Effacer le passé: un droit?
A-t-on le droit d’exiger qu’on efface les documents qui témoignent de faits passés qu’on veut faire oublier ? La Cour européenne des droits de l’homme (CEDH) a rendu fin juin une décision qui limite le droit des personnes d’exiger qu’on efface des archives publiques les informations qui ne leur conviennent pas. Mais il demeure clair qu’en droit européen, le droit à la vie privée des condamnés pour crimes graves peut prévaloir sur le droit du public de connaître les faits criminels ayant donné lieu à un procès public. Une telle vision pourrait être importée au Canada.
Deux demi-frères ont été condamnés en 1993 à la prison à perpétuité pour l’assassinat, trois ans plus tôt, d’un acteur allemand. Ils ont tenté sans succès de faire infirmer leur condamnation. Ils ont purgé leur peine jusqu’à leur libération conditionnelle en 2007 et 2008. Aussitôt libérés, ils ont poursuivi des médias qui, lors de leur procès, avaient rapporté leurs faits et gestes ayant conduit à leur condamnation. Ils réclamaient l’effacement de reportages relatant le déroulement de leur procès. En particulier, des articles rendant compte du crime commis et donnant des détails sur la vie des deux condamnés, avec leur nom et photo.
Le droit à l’effacement
Un tribunal de première instance leur a donné raison en invoquant que leur intérêt à ne plus se heurter à leurs gestes criminels aussi longtemps après leur condamnation l’emporte sur l’intérêt du public à en être informé. La Cour d’appel de Hambourg confirma ces décisions en 2008. Elle évoquait notamment le risque que d’autres personnes, tels un voisin, un employeur ou des collègues de travail, puissent repérer le nom des condamnés et mettre en péril leur resocialisation.
Les médias ont contesté ces décisions de censure devant la Cour fédérale allemande. Contrairement aux tribunaux s’étant jusque-là prononcés, celle-ci a décidé que, même s’ils ont purgé leur peine, les deux condamnés pour meurtre ne peuvent se prévaloir d’un « droit absolu » à ne plus se heurter à leurs gestes passés. La Cour a plutôt retenu que le juge appelé à décider d’une demande de censure doit examiner la gravité de l’atteinte aux droits des anciens criminels pouvant résulter de l’existence d’archives sur leurs gestes passés et leur intérêt à se resocialiser. La Cour estime qu’il faut que le juge tienne compte de la manière dont la personne visée est présentée dans le reportage et d’à quel point celui-ci a bénéficié d’un haut degré de diffusion. En clair, réviser a posteriori le contenu des reportages.
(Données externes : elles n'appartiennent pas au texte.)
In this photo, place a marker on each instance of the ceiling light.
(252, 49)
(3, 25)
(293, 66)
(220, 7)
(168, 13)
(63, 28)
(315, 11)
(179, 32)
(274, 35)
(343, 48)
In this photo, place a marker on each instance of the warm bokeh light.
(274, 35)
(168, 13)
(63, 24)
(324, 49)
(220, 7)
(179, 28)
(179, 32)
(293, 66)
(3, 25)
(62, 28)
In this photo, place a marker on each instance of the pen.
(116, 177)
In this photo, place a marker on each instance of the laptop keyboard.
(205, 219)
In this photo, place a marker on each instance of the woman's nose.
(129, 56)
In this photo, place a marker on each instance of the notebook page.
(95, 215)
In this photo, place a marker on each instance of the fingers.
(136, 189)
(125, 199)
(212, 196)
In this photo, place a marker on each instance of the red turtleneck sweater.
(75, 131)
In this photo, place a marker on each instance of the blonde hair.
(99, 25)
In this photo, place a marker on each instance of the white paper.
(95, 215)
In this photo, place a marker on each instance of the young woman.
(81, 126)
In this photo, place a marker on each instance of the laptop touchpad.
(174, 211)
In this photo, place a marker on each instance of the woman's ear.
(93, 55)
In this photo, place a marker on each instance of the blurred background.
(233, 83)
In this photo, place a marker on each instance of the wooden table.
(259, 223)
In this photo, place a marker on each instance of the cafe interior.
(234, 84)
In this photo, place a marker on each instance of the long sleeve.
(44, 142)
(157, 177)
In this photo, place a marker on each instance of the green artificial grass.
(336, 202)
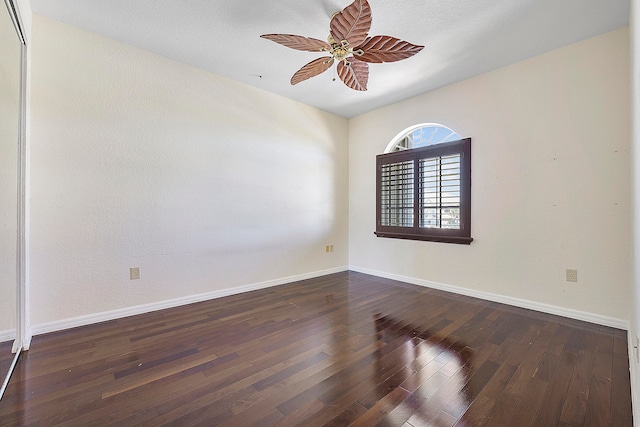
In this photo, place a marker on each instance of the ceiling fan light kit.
(350, 45)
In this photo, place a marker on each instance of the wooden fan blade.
(298, 42)
(352, 24)
(354, 74)
(386, 49)
(312, 69)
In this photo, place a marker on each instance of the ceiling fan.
(349, 44)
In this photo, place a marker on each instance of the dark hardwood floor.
(344, 349)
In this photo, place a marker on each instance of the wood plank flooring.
(343, 349)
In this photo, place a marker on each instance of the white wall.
(551, 181)
(634, 302)
(10, 52)
(204, 183)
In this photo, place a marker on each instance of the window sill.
(425, 237)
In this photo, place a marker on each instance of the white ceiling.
(462, 38)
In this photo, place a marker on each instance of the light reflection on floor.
(435, 391)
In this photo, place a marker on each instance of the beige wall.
(204, 183)
(551, 181)
(137, 160)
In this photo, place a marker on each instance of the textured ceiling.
(462, 38)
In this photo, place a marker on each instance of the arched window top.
(422, 135)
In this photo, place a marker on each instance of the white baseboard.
(74, 322)
(635, 381)
(517, 302)
(8, 335)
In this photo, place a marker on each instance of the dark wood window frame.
(412, 185)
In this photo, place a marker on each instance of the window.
(425, 193)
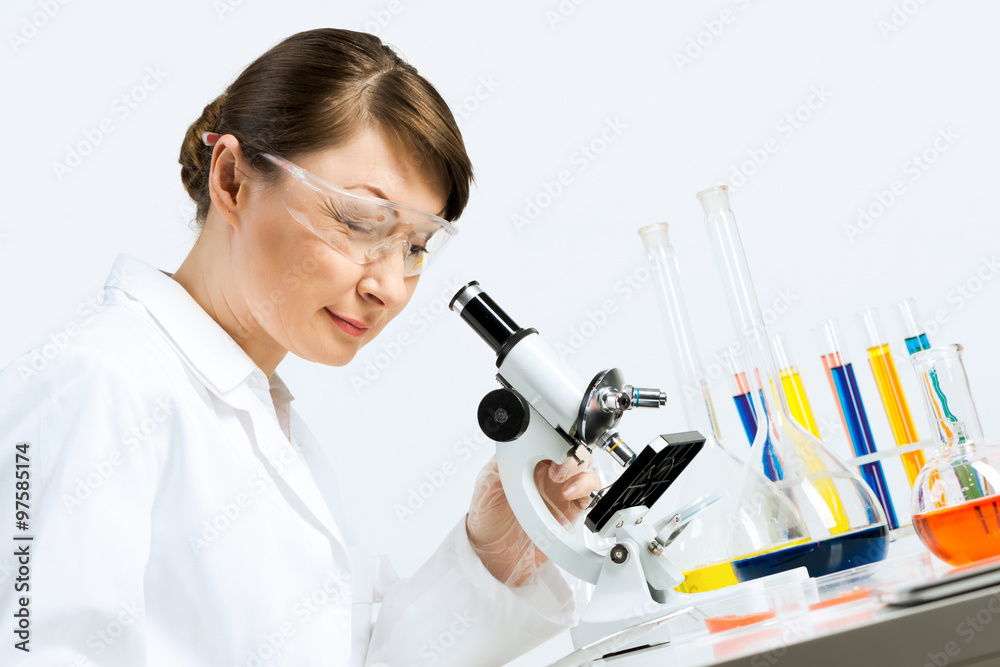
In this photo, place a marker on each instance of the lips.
(348, 326)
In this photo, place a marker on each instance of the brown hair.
(315, 90)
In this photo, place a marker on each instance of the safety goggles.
(363, 229)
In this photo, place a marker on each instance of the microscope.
(544, 411)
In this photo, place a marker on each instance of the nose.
(382, 281)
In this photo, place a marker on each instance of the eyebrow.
(370, 188)
(381, 195)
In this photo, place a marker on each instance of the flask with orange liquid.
(956, 496)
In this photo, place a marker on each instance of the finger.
(563, 471)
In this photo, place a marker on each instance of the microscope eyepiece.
(487, 319)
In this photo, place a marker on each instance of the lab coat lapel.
(290, 471)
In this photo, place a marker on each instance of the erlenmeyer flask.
(956, 497)
(700, 552)
(845, 524)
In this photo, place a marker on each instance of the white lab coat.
(182, 514)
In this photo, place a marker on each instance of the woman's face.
(301, 293)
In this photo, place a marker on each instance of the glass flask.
(844, 525)
(956, 497)
(701, 551)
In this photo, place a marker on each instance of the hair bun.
(195, 156)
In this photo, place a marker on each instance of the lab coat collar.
(210, 350)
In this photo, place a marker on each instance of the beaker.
(846, 526)
(701, 551)
(956, 497)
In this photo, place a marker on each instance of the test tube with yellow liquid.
(798, 405)
(891, 392)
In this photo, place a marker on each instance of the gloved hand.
(494, 532)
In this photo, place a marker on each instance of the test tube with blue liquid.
(844, 384)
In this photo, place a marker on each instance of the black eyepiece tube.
(481, 313)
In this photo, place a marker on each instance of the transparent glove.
(494, 532)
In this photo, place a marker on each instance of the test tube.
(744, 407)
(791, 382)
(798, 405)
(891, 391)
(844, 385)
(916, 338)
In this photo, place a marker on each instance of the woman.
(181, 513)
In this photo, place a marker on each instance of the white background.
(694, 99)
La CEDH a confirmé la décision et a convenu avec le Tribunal d’appel allemand que les médias ont pour mission de participer à la formation de l’opinion démocratique en mettant à la disposition du public des informations anciennes conservées dans leurs archives.
Mais ce qui est inquiétant dans ces décisions est que les tribunaux européens admettent qu’il peut être légitime pour une personne autrefois condamnée de revendiquer l’effacement des archives des médias relatant ses faits et gestes criminels. Si, dans cette affaire particulière, ils estiment que les conditions ne sont pas réunies pour ordonner la censure des archives, ils n’en reconnaissent pas moins qu’une telle censure soit a priori possible.
Au nom d’une vision large du droit à la vie privée, les juges européens ne voient pas de problème à ordonner l’effacement de documents qui ne contreviennent pourtant à aucune loi. Il ne s’agit pas ici d’articles qui porteraient fautivement atteinte à la réputation ou à la vie privée des condamnés. Au contraire, il est ici question de censurer des articles qui rapportent des événements publics graves, soit un meurtre et les procès qui ont jugé les accusés trouvés coupables. Difficile d’imaginer une question plus directement liée à l’intérêt public.
Et au Canada ?
Cette affaire illustre les différences entre les conceptions européennes et nord-américaines des droits et libertés. En Europe, on ne voit rien de mal à supprimer de telles informations d’intérêt public. De ce côté-ci de l’Atlantique, on envisage autrement les questions du pardon et de la réhabilitation des personnes ayant autrefois commis des actes criminels.
Par exemple, en droit québécois, c’est uniquement lorsque le rappel de comportements passés n’est pas justifié par un intérêt légitime qu’il peut être puni. Et les tribunaux refusent la suppression de documents d’archives qui ne comportent pas de contenus illégaux.
Mais les visions européennes ont un ascendant au Canada. Dans un document de consultation publié en janvier, le commissaire à la vie privée, appuyé par un comité parlementaire, préconise d’introduire un droit d’exiger l’effacement des liens hypertextes conduisant à des informations publiques sur demande de ceux qui souhaitent faire oublier leurs gestes passés.